Curated on
August 12, 2024
Hugging Face, one of the world's largest AI communities, has unveiled a new inference-as-a-service, leveraging NVIDIA's NIM microservices on the NVIDIA DGX Cloud for enhanced efficiency and speed. This new service is designed to help developers deploy leading large language models, such as the Llama 3 family and Mistral AI models, with up to 5x better token efficiency. This advancement will allow the 4 million strong developer community on Hugging Face to rapidly prototype, test, and deploy models with minimal infrastructure overhead.
Announced at the SIGGRAPH conference, this service complements the existing Train on DGX Cloud feature, offering a cohesive environment for both training and inference. The serverless inference service provided through the Enterprise Hub enables greater flexibility and optimized performance. Developers can access these services using the intuitive 'Train' and 'Deploy' drop-down menus on Hugging Face model cards, making the process straightforward with just a few clicks.

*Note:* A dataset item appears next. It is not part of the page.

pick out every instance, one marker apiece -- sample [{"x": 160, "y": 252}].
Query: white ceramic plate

The integration ensures faster, more robust AI model results and production-ready applications without long-term infrastructure commitments.
NVIDIA NIM microservices, optimized for processing tokens, significantly improve the speed and efficiency of the NVIDIA DGX Cloud infrastructure. For instance, the 70-billion-parameter version of Llama 3 can achieve up to 5x higher throughput with NIM compared to standard deployment on NVIDIA H100 Tensor Core GPU systems. This means developers using Hugging Face can enjoy state-of-the-art performance and scalable GPU resources at every stage of AI development. Additionally, NVIDIA presented new generative AI models for the OpenUSD framework at SIGGRAPH, showcasing over 100 NIM microservices applicable across various industries.